В зоне пересечения этих двух моделей и находится текстоцентрическая культура СССР 1930-х. Для ее произведений характерна относительная гомогенность, тогда как они же часто подвергались критике непредсказуемо разнородной, иногда противоречащей. Очевидно, резкие различия в оценке одних и тех же произведений имели политические мотивы.

Хаос критических оценок имел сложные внутренние законы, которые не вполне заметны в отдельных моментах, поэтому их сложно рассматривать изолированно. Советская критика рефлексировала не только по поводу культурных процессов, но и по поводу самой действительности в свете актуальных общественных идей.
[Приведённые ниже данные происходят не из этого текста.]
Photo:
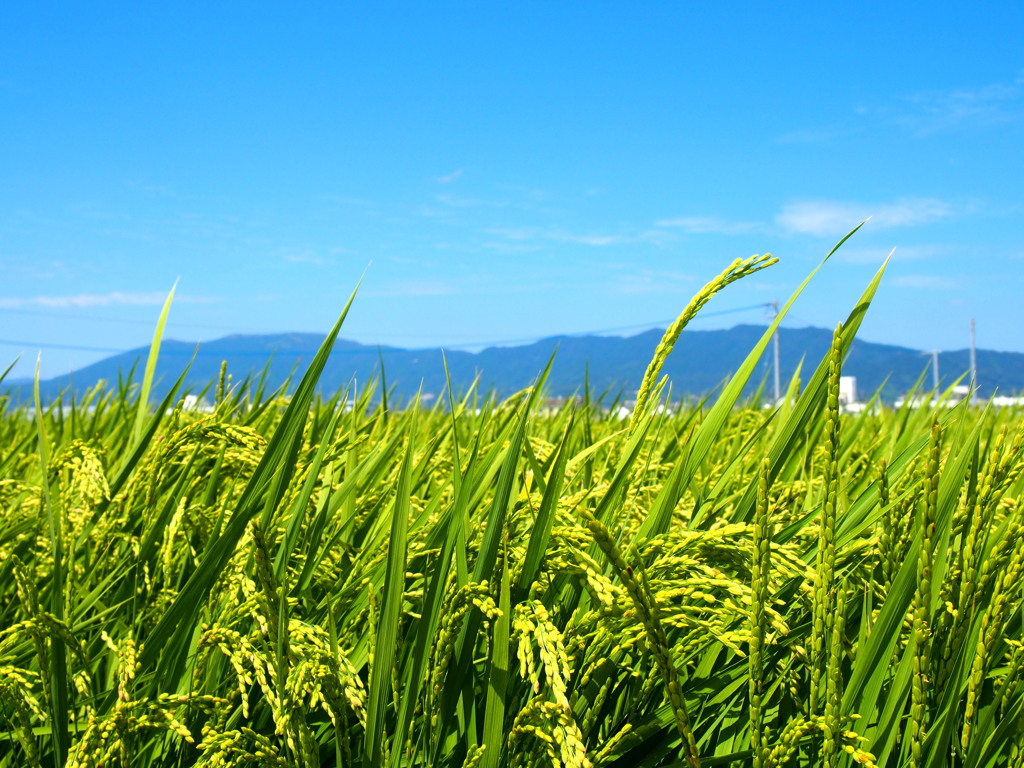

От критики требовалось адаптировать абстрактные директивы власти к каждому конкретному случаю – переводить идеологию на злободневный язык. Так печать постоянно репрезентировала официальную целостность госаппарата от партийной верхушки до отдельных исполнителей – литературоведов, актеров, чиновников, строителей и т. д. Так критика воплощала одну из форм тотальной идеологии, готовую вобрать все: от кинопремьер до открытий естественных наук, от литературной классики до новостей спорта.

Разнородность поводов гармонизировалась стандартной рубрикацией: материал распределялся либо по жанрам – в соположении художественной и нехудожественной литературы, либо по темам в нон-фикшн. Структуру периодики изучали как ленинградские формалисты [Шкловский 1990; Тынянов 1977а], так и современные авторы [Гудков 1994; Снигирева 1999; Шильникова 2011]. Но исследования часто вели в типологию журналистики, разделяя журналы и газеты, или фокусировались на созидательном потенциале: журнальную форму анализировали как инструмент творчества, но не реконструкции отраженной в ней культуры.

Кондаков объясняет сложившуюся в СССР ситуацию, сравнивая ее с золотым веком русской критики – серединой XIX века:

И критика, и литература в своем массово-политизированном бытии стали функциональными компонентами партийно-государственной идеологии […]; само былое противостояние критики и литературы было «снято» перед лицом вездесущей монополизированной идеологии [Кондаков 2011: 989].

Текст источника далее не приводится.